My research interests focus on the effects of climate change, specifically ocean acidification, on scleractinian corals. For my M.S. at the University of Rhode Island, Graduate School of Oceanography I studied changes in coral calcification rates over the past century, incorporating geochemical analysis to estimate past sea surface temperature and salinity.
My PhD research focused on the effect of increasing atmospheric carbon dioxide, and the ensuing ocean acidification, on coral growth rates. Specifically I applied a new radiochemical tracer to help estimate growth-rates of large scale coral communities. I also looked at calcification rates of individual coral colonies at intra-annual and diurnal timescales. Methods for assessing these rates included seasonal calcein dye staining and subsequent coring of individual colonies and diurnal in situ incubations of coral nubbins.
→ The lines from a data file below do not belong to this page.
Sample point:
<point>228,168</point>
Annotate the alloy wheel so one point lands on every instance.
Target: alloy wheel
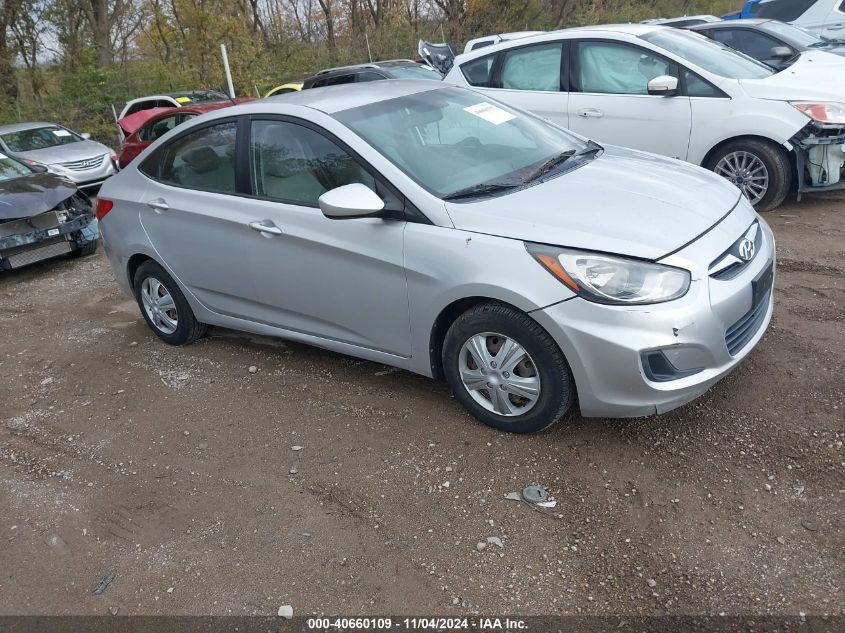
<point>747,171</point>
<point>159,305</point>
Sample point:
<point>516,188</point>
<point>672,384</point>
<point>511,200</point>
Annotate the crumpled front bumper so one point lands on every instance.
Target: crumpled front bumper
<point>75,232</point>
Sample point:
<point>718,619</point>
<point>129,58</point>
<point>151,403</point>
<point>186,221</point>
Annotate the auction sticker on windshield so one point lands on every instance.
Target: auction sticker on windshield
<point>491,113</point>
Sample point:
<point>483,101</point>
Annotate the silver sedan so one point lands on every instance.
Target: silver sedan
<point>435,229</point>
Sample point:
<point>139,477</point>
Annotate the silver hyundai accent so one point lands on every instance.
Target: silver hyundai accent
<point>435,229</point>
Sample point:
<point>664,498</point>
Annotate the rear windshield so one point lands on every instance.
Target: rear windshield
<point>39,138</point>
<point>11,169</point>
<point>709,55</point>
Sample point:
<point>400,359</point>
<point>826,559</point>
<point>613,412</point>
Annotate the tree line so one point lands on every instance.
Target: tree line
<point>69,60</point>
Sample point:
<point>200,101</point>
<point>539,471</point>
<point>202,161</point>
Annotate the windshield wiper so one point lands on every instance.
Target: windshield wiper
<point>562,158</point>
<point>478,190</point>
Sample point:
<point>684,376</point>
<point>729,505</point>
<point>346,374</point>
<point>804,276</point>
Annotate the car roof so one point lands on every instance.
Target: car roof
<point>384,64</point>
<point>20,127</point>
<point>330,99</point>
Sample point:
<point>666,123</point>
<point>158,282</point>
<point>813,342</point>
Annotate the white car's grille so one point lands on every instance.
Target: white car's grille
<point>82,165</point>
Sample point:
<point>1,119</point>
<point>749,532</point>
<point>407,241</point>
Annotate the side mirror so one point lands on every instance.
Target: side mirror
<point>350,201</point>
<point>663,86</point>
<point>781,52</point>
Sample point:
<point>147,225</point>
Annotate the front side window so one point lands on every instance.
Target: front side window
<point>751,43</point>
<point>295,164</point>
<point>203,159</point>
<point>156,129</point>
<point>533,68</point>
<point>708,54</point>
<point>479,72</point>
<point>611,68</point>
<point>449,139</point>
<point>39,138</point>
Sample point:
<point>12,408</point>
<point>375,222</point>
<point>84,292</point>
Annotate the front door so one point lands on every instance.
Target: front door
<point>342,280</point>
<point>610,101</point>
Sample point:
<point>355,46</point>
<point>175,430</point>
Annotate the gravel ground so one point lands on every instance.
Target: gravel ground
<point>341,486</point>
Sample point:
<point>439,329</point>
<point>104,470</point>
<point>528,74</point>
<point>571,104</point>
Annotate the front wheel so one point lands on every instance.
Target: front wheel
<point>506,370</point>
<point>760,169</point>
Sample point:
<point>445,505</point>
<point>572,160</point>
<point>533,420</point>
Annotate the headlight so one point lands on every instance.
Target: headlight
<point>823,112</point>
<point>612,280</point>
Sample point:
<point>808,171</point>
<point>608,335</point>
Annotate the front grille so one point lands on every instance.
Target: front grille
<point>44,251</point>
<point>741,332</point>
<point>82,165</point>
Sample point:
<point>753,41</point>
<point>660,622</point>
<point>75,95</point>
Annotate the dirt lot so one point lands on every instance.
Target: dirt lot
<point>175,469</point>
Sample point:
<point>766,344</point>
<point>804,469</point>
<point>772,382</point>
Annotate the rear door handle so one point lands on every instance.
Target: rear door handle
<point>158,205</point>
<point>265,227</point>
<point>590,113</point>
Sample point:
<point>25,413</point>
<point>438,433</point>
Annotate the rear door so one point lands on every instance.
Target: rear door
<point>609,102</point>
<point>342,280</point>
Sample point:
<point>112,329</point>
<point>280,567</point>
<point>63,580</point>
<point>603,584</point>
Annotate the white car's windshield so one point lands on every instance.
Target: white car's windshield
<point>452,140</point>
<point>39,138</point>
<point>711,56</point>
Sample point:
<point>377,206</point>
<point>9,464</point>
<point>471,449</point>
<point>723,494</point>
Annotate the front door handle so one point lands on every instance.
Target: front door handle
<point>265,227</point>
<point>590,113</point>
<point>158,205</point>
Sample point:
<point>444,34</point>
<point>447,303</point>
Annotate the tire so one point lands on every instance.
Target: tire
<point>86,249</point>
<point>169,316</point>
<point>778,169</point>
<point>542,367</point>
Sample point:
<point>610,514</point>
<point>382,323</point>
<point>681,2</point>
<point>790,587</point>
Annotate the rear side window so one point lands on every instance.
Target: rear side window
<point>156,129</point>
<point>295,164</point>
<point>533,68</point>
<point>751,43</point>
<point>479,72</point>
<point>204,159</point>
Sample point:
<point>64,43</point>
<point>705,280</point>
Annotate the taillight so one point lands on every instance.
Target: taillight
<point>103,207</point>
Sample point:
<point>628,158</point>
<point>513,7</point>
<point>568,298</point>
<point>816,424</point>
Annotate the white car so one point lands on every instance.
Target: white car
<point>676,93</point>
<point>826,17</point>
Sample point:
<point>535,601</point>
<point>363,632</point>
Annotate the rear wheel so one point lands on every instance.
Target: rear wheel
<point>506,370</point>
<point>164,307</point>
<point>760,169</point>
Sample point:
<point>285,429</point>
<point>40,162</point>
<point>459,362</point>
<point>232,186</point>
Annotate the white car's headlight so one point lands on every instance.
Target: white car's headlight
<point>612,280</point>
<point>823,112</point>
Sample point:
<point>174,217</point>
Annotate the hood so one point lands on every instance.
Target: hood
<point>132,123</point>
<point>624,202</point>
<point>815,75</point>
<point>33,195</point>
<point>81,150</point>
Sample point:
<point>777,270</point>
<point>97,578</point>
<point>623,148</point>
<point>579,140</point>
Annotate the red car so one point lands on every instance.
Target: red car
<point>144,127</point>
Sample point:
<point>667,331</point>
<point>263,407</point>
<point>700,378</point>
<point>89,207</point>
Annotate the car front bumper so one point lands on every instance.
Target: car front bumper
<point>609,347</point>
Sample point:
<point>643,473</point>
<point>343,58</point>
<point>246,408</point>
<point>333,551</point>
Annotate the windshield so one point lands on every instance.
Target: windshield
<point>450,140</point>
<point>11,169</point>
<point>414,72</point>
<point>39,138</point>
<point>709,55</point>
<point>795,35</point>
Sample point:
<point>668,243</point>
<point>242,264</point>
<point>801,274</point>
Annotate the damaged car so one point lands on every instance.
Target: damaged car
<point>679,94</point>
<point>42,215</point>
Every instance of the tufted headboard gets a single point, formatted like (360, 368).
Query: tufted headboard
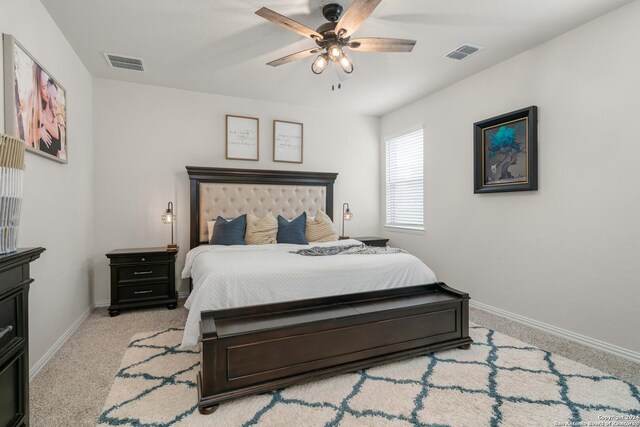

My research was conducted in Bermuda, in affiliation with the Bermuda Institute of Ocean Science (BIOS), which provided a unique opportunity to study growth-rates of a threshold coral community that is expected to be affected first by changes in ocean chemistry attributed to global climate change.
Currently I an interested in exploring the mechanisms that are controlling observed changes in coral and net ecosystem calcification rates. I hope to quantify the impact of temperature, light, nutrients, and aragonite saturation states on measured changes in coral calcification rates with in vitro experiments and apply these relationships in situ to better understand what mechanisms are controlling observed seasonal and diurnal changes in coral growth rates. This information may help us understand what impact projected changes in temperature, light, nutrients and CO2 will have on coral growth rates.